I believe in diet, and that's not easy. It's a choice between a drugged state and being part of the world. I strive to discover life after gluten free, dairy free, sugar free, additive free, low salicylate, rotation diet… and if I can discover in there new elastic definitions and incarnations of 'ice-cream', 'cake', bread', 'custard', 'icing', then there is one more day I don't feel like crying. Besides, it has helped me turn life into a good experience which compensates for a lack of shop bought pizza.

As a tertiary qualified teacher, I became a consultant in the autism field since 1995 and have worked with hundred's of people on the autistic spectrum through schools, welfare and health services as well as directly with families and adults themselves. This taught me there is no one thing called an autism spectrum condition and that for some people it is legitimately a cultural issue but for others there are so many co-morbid health issues at work it would do them a great disservice to proclaim their autism was the sum total of their selfhood or merely the culture they should learn to embrace. In the real world, all the projections and theories only ever fit to a certain degree. The rest is theory and lives in the beliefs of outsiders.

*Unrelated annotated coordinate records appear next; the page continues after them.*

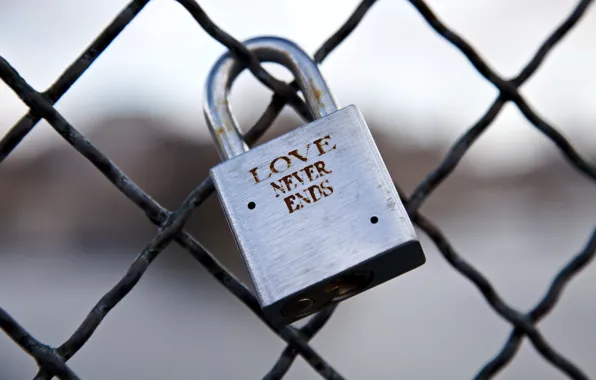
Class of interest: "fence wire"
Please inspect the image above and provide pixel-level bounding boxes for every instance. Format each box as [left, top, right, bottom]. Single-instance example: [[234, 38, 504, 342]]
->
[[0, 0, 596, 380]]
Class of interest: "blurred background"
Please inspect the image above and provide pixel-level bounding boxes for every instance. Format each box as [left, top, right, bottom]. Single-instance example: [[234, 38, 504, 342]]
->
[[0, 0, 596, 380]]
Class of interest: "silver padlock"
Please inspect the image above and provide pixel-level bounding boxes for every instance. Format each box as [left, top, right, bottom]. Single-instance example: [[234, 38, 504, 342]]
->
[[204, 37, 426, 324]]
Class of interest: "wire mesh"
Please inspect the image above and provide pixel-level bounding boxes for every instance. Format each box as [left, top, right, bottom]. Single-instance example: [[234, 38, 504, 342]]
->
[[0, 0, 596, 380]]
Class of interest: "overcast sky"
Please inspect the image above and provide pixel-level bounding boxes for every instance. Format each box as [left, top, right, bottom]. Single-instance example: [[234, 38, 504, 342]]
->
[[0, 0, 596, 174]]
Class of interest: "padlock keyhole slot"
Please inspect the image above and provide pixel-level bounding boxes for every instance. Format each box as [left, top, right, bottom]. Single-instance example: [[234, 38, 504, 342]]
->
[[325, 271, 372, 302]]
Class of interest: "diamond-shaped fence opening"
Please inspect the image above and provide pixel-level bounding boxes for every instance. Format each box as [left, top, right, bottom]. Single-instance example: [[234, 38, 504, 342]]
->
[[0, 0, 596, 379]]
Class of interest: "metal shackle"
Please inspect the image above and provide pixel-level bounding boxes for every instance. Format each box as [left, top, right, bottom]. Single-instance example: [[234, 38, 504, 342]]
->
[[203, 36, 337, 160]]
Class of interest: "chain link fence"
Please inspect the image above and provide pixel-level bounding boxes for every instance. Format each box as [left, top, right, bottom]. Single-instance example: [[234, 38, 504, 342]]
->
[[0, 0, 596, 380]]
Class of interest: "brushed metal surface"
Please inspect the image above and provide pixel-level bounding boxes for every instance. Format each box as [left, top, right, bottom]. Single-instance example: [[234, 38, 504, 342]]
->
[[211, 105, 425, 323]]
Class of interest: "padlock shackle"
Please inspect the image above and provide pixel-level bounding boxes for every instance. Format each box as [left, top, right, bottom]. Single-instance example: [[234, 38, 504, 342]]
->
[[203, 36, 337, 160]]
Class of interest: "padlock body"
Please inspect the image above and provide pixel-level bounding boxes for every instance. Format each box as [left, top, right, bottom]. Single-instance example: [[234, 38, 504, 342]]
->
[[211, 105, 426, 324]]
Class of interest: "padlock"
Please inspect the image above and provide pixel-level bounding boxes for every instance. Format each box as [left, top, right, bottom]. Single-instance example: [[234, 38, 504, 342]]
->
[[203, 37, 426, 324]]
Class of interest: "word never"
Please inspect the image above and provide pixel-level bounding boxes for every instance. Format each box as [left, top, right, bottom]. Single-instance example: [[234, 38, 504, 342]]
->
[[249, 136, 337, 214]]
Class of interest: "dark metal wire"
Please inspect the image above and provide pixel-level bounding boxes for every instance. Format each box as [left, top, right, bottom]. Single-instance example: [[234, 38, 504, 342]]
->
[[0, 0, 596, 380]]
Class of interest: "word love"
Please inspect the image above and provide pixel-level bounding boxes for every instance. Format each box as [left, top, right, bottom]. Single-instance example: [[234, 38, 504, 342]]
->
[[249, 136, 337, 214]]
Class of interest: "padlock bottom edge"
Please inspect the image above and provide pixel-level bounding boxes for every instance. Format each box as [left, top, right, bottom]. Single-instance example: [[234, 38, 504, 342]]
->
[[262, 240, 426, 325]]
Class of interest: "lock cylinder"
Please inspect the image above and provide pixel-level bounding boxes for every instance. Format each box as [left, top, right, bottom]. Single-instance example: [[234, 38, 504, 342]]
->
[[203, 37, 426, 324], [282, 271, 373, 318]]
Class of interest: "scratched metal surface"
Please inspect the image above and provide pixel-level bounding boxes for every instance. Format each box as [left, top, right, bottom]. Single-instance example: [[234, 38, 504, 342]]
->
[[211, 105, 416, 305], [0, 0, 596, 380]]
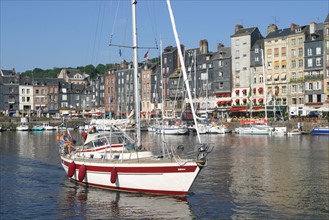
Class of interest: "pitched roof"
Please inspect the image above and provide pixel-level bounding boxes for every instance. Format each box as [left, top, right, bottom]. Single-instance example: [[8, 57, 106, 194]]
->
[[231, 27, 257, 37]]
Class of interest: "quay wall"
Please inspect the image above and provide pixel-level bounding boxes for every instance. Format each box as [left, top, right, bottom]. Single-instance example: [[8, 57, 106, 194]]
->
[[0, 116, 329, 132]]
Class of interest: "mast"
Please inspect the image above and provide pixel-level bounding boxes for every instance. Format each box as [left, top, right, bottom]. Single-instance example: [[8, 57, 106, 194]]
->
[[167, 0, 201, 144], [260, 49, 267, 123], [132, 0, 141, 147]]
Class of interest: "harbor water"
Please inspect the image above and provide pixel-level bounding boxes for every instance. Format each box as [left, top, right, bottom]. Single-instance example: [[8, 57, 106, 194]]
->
[[0, 131, 329, 219]]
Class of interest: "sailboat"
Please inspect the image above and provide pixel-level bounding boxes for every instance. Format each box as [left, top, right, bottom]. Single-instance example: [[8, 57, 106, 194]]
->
[[60, 0, 213, 196]]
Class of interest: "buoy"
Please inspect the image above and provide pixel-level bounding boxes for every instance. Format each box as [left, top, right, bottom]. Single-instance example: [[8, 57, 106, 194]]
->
[[78, 165, 86, 182], [67, 161, 75, 177], [111, 167, 118, 183]]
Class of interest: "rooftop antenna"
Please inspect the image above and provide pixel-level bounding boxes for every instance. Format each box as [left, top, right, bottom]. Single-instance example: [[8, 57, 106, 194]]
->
[[272, 16, 280, 26]]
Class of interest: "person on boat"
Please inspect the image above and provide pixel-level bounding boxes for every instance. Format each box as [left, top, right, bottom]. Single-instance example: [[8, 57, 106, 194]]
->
[[81, 131, 88, 140], [88, 126, 97, 134], [59, 131, 72, 153]]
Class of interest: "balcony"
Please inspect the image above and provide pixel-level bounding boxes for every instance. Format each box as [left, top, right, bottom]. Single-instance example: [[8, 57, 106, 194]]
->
[[305, 102, 323, 105], [304, 74, 323, 80]]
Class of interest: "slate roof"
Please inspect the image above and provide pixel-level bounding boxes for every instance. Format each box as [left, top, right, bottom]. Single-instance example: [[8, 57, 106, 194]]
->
[[265, 25, 309, 39], [231, 27, 257, 37]]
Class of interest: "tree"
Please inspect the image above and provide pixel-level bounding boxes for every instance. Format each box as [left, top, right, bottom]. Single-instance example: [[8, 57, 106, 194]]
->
[[85, 64, 97, 79], [96, 64, 106, 75]]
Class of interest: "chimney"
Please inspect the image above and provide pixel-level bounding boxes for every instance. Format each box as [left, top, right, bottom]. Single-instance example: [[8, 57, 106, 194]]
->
[[217, 43, 224, 51], [235, 24, 243, 33], [200, 39, 208, 54], [310, 21, 316, 34], [267, 24, 278, 34], [290, 23, 298, 31]]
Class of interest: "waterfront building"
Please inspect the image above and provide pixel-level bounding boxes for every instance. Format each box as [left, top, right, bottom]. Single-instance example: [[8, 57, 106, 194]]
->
[[0, 69, 19, 115], [116, 61, 135, 118], [104, 69, 117, 118], [141, 62, 159, 119], [209, 43, 232, 118], [161, 46, 179, 116], [304, 22, 325, 109], [231, 24, 263, 109], [18, 77, 35, 116], [323, 13, 329, 105], [32, 79, 49, 117]]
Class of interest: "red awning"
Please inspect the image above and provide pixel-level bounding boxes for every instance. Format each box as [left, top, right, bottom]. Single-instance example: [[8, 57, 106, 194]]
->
[[89, 112, 104, 115], [230, 107, 247, 112]]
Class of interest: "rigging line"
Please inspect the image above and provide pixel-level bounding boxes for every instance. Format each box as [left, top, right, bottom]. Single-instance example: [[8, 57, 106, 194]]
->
[[109, 44, 159, 50], [147, 1, 158, 48], [95, 1, 105, 64], [110, 1, 120, 44], [91, 1, 101, 63]]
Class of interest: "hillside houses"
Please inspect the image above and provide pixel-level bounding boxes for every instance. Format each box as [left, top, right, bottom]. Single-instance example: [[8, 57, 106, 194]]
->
[[0, 15, 329, 118]]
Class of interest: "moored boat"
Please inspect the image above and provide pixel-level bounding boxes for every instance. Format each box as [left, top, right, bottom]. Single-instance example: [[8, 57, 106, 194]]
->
[[311, 126, 329, 135], [61, 0, 212, 196]]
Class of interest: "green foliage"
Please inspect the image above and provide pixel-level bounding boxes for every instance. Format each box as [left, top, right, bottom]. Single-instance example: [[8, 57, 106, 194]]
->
[[21, 64, 120, 79]]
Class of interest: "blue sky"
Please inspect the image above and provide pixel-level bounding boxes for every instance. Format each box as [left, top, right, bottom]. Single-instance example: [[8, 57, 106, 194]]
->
[[0, 0, 329, 72]]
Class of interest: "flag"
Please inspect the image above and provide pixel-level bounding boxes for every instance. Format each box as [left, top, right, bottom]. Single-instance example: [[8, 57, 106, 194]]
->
[[144, 50, 150, 60], [266, 90, 272, 104], [248, 87, 252, 103]]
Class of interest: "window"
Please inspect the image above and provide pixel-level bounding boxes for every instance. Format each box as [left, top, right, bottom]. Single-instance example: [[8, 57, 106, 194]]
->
[[274, 60, 279, 69], [291, 39, 296, 45], [259, 74, 264, 83], [298, 84, 304, 93], [291, 85, 296, 93], [267, 62, 272, 69], [307, 48, 312, 56], [235, 62, 240, 71], [291, 60, 296, 68], [235, 50, 240, 58], [308, 83, 313, 90], [235, 39, 240, 46], [274, 48, 279, 57], [281, 47, 287, 56], [307, 59, 313, 67], [291, 72, 297, 79], [282, 86, 287, 94], [281, 60, 287, 69]]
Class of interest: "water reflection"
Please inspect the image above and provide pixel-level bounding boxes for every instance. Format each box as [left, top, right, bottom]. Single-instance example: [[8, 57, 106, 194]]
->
[[58, 181, 193, 219], [0, 131, 329, 219]]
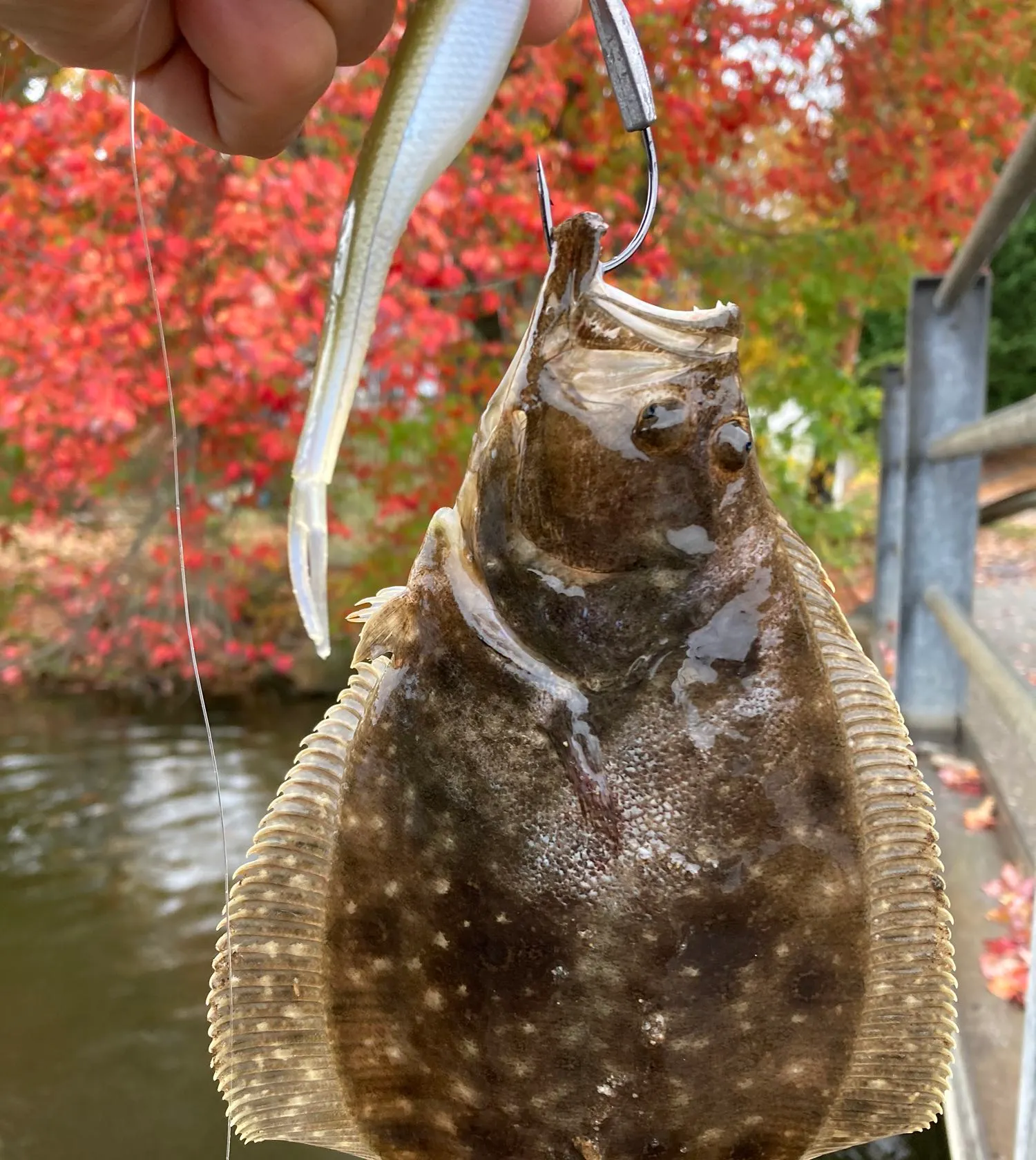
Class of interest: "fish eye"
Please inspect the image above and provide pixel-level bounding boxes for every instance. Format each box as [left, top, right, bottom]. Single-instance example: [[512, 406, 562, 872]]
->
[[712, 423, 751, 471], [633, 397, 687, 455]]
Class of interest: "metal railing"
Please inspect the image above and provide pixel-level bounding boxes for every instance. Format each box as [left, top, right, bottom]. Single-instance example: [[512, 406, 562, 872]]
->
[[875, 118, 1036, 1160]]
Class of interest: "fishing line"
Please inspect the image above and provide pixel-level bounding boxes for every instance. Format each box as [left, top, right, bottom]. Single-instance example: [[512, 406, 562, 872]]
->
[[130, 13, 234, 1160]]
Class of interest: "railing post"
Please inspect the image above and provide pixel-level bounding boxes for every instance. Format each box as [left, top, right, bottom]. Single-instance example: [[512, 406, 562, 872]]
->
[[874, 367, 908, 679], [896, 275, 990, 732]]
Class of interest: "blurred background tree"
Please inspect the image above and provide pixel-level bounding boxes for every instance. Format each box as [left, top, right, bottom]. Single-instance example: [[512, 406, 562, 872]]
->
[[0, 0, 1036, 691]]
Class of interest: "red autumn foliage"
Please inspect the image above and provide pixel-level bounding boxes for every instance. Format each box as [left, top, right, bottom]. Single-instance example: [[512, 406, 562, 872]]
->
[[0, 0, 1031, 690]]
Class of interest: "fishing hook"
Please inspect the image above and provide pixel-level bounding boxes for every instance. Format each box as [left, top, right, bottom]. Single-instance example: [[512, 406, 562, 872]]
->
[[536, 0, 658, 273]]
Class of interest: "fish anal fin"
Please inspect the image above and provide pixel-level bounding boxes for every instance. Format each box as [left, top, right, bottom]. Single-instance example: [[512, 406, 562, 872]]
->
[[209, 657, 390, 1160], [782, 525, 956, 1157]]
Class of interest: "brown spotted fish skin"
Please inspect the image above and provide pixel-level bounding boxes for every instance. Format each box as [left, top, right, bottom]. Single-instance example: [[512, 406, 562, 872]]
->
[[210, 215, 954, 1160]]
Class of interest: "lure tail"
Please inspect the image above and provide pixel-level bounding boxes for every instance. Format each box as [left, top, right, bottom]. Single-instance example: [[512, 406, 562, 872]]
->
[[288, 0, 529, 657]]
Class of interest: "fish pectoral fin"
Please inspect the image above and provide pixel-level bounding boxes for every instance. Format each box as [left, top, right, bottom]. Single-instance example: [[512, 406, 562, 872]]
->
[[347, 585, 416, 667], [544, 702, 618, 839]]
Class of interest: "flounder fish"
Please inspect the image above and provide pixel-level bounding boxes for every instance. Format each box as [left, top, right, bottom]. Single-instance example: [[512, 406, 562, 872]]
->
[[209, 215, 955, 1160]]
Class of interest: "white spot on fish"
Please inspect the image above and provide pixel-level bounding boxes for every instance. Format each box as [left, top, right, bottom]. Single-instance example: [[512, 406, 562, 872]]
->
[[666, 523, 716, 556], [644, 1012, 666, 1053], [673, 568, 773, 691], [529, 568, 586, 597]]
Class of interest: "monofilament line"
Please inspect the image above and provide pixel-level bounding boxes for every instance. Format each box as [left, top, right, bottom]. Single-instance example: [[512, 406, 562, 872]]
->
[[130, 15, 234, 1160]]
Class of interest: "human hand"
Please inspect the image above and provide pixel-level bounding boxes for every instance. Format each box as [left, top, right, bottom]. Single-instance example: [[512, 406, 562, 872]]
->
[[0, 0, 580, 157]]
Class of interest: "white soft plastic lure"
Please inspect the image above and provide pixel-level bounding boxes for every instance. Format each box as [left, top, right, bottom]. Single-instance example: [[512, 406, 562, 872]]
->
[[288, 0, 529, 657]]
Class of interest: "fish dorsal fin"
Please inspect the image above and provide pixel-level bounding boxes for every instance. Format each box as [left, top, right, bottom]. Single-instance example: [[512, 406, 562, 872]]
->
[[780, 521, 956, 1157], [209, 657, 390, 1160]]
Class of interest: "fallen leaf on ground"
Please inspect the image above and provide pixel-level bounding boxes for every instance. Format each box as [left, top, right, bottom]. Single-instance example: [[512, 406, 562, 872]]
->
[[978, 862, 1033, 1006], [964, 793, 997, 831], [932, 753, 985, 797]]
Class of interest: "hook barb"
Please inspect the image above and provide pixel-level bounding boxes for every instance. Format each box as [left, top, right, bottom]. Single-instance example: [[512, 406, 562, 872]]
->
[[536, 125, 659, 273]]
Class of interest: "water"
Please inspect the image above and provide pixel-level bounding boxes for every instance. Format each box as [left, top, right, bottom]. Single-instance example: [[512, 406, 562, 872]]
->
[[0, 698, 947, 1160]]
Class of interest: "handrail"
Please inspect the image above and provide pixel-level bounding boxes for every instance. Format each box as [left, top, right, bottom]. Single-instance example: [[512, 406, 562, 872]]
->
[[935, 117, 1036, 314], [925, 587, 1036, 751], [927, 394, 1036, 459]]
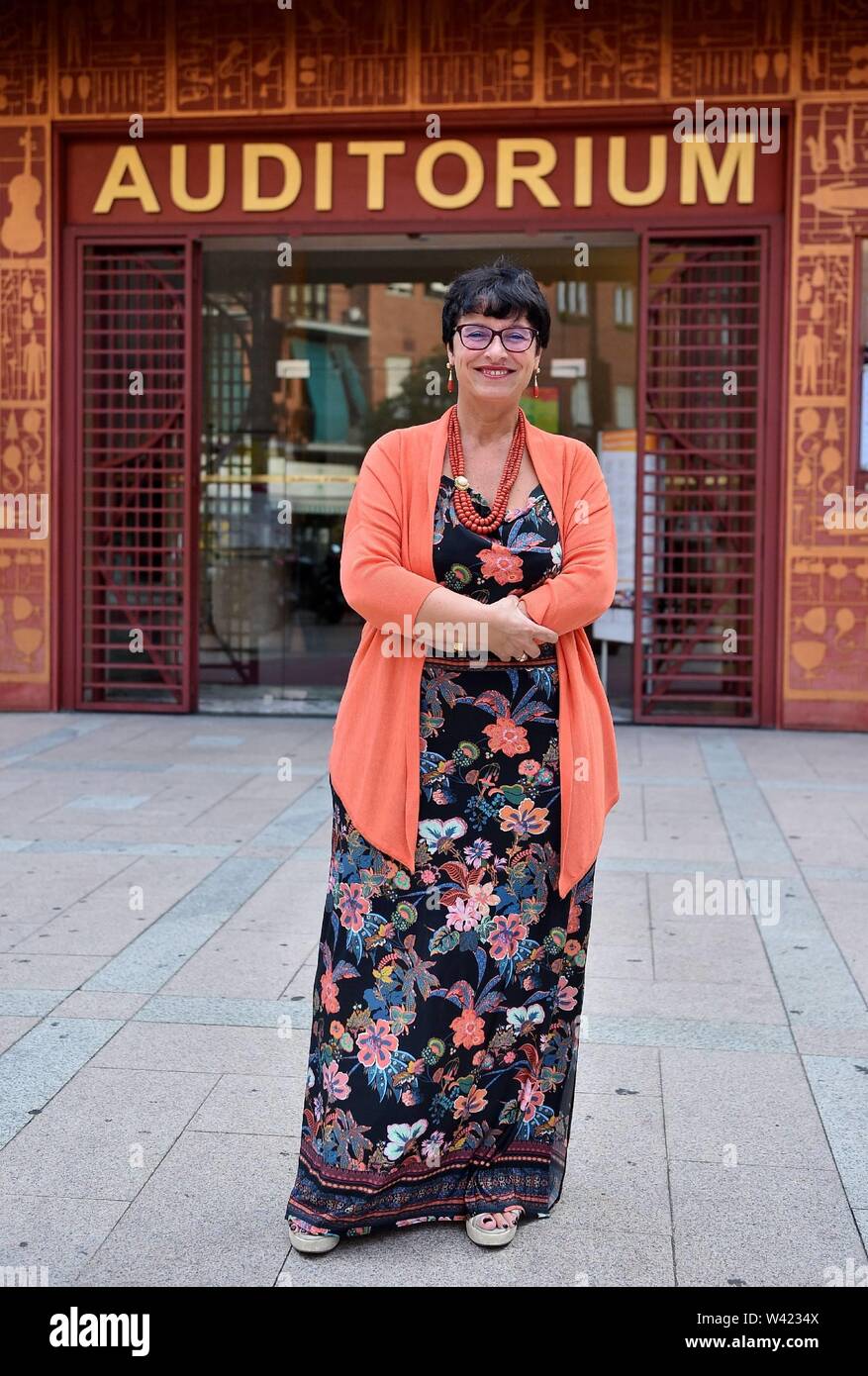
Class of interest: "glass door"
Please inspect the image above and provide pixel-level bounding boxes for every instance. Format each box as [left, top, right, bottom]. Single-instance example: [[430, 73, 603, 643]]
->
[[200, 234, 638, 714]]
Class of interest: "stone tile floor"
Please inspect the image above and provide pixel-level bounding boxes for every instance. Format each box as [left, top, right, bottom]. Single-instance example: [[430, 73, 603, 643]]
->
[[0, 713, 868, 1287]]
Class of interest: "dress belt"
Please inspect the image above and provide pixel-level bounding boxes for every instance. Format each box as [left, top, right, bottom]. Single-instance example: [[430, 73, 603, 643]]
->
[[425, 641, 557, 669]]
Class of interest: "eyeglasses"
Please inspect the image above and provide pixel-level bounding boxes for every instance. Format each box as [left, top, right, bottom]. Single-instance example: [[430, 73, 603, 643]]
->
[[455, 325, 537, 353]]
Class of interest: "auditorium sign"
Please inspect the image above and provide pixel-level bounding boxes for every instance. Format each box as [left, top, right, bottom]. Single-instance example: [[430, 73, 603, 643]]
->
[[64, 128, 784, 227]]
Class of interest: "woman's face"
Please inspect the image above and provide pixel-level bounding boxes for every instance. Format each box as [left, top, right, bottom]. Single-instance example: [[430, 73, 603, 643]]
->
[[445, 311, 542, 406]]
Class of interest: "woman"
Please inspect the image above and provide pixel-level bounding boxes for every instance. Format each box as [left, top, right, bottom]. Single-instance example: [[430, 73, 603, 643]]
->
[[286, 258, 619, 1252]]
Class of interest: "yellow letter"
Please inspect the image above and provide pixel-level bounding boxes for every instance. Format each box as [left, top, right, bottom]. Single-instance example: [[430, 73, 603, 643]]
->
[[94, 145, 159, 215], [169, 144, 226, 211], [572, 135, 594, 205], [610, 134, 667, 205], [346, 139, 407, 211], [314, 144, 332, 211], [416, 139, 486, 211], [494, 139, 560, 211], [681, 138, 756, 205], [241, 144, 301, 211]]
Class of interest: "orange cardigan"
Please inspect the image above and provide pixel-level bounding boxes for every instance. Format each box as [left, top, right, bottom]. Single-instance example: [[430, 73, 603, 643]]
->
[[329, 410, 621, 896]]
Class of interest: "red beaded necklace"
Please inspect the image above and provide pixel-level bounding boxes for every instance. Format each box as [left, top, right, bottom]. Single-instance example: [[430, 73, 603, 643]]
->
[[447, 406, 525, 536]]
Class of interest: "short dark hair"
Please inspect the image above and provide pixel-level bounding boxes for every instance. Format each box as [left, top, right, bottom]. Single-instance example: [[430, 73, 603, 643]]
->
[[443, 254, 551, 348]]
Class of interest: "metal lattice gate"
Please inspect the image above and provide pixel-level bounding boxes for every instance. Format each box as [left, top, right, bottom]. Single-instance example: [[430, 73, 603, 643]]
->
[[75, 244, 195, 712], [635, 236, 765, 726]]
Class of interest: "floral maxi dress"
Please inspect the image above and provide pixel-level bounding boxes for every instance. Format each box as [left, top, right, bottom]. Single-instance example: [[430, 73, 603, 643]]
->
[[285, 475, 596, 1235]]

I was an incredibly reluctant public speaker. I have no natural desire to gain attention, no emotional use for applause, no natural desire to be looked at and much prefer solitude and autonomy. I feel I'm a cat-person in what is often a dog-person world. At my first US talk (Connecticut) in the early 1990s I came out and sat and cried for the first five minutes. The audience was silent and patient and I was so moved they didn't try to control me or talk to me, they just let me be, they trusted. I honoured that respect and eventually got to my feet and read the pages I couldn't understand in this state of shutdown until the words began to have meaning. In between I looked up, cried again and continued. They taught me I could dare to be me before others no matter what. They gave me so much more than I could give. Now I just walk out and introduce myself and talk out loud allowing others to hear. I even challenge my audiences to question me and answer them without the middle man of typing and paper.